Finally, on November 5, 2021, the Company entered into a privately negotiated note purchase agreement with a holder of its outstanding 2023 Notes, under which the Company agreed to repurchase and retire approximately $111.5 million in aggregate original principal amount of the 2023 Notes, with a carrying amount of $105.5 million, for cash consideration of approximately $115.6 million, and approximately $1.0 million of accrued and unpaid interest.
2025 Notes
On November 17, 2020, as part of the privately negotiated exchange agreement described above, the Company issued $132.5 million of 3.50% convertible senior notes due 2025 (the “2025 Notes”). The 2025 Notes bear interest at a rate of 3.50% per year, payable semiannually in arrears on January 15 and July 15 of each year, commencing on July 15, 2021. The 2025 Notes mature on January 15, 2025, unless earlier purchased by the Company, redeemed, or converted.
2027 Notes
On May 18, 2020, the Company completed a private offering of $125.0 million of 3.75% convertible senior notes due 2027 (the “2027 Notes”). The Company received net proceeds of approximately $121.9 million, after deducting underwriting discounts and fees and expenses payable by the Company. Additionally, the Company used approximately $10.3 million of cash to purchase capped calls, discussed below. The 2027 Notes bear interest at a rate of 3.75% per year, payable semiannually in arrears on June 1 and December 1 of each year, commencing on December 1, 2020. The 2027 Notes mature on June 1, 2027, unless earlier purchased by the Company, redeemed, or converted.

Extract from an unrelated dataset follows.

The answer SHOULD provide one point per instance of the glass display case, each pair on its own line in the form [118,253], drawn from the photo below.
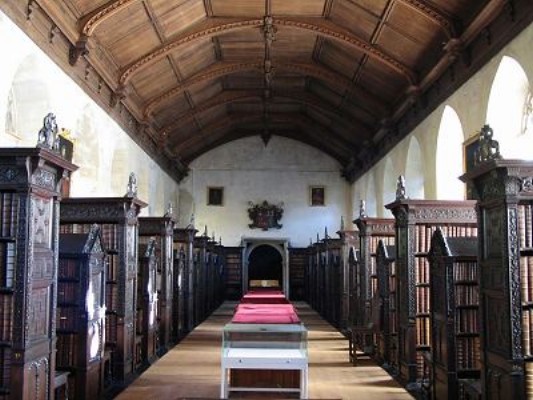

The 2023 Notes, 2025 Notes, and 2027 Notes (collectively, the “Notes”) are unsecured obligations of Veeco and rank senior in right of payment to any of Veeco’s subordinated indebtedness; equal in right of payment to all of Veeco’s unsecured indebtedness that is not subordinated; effectively subordinated in right of payment to any of Veeco’s secured indebtedness to the extent of the value of the assets securing such indebtedness; and structurally subordinated to all indebtedness and other liabilities (including trade payables) of Veeco’s subsidiaries.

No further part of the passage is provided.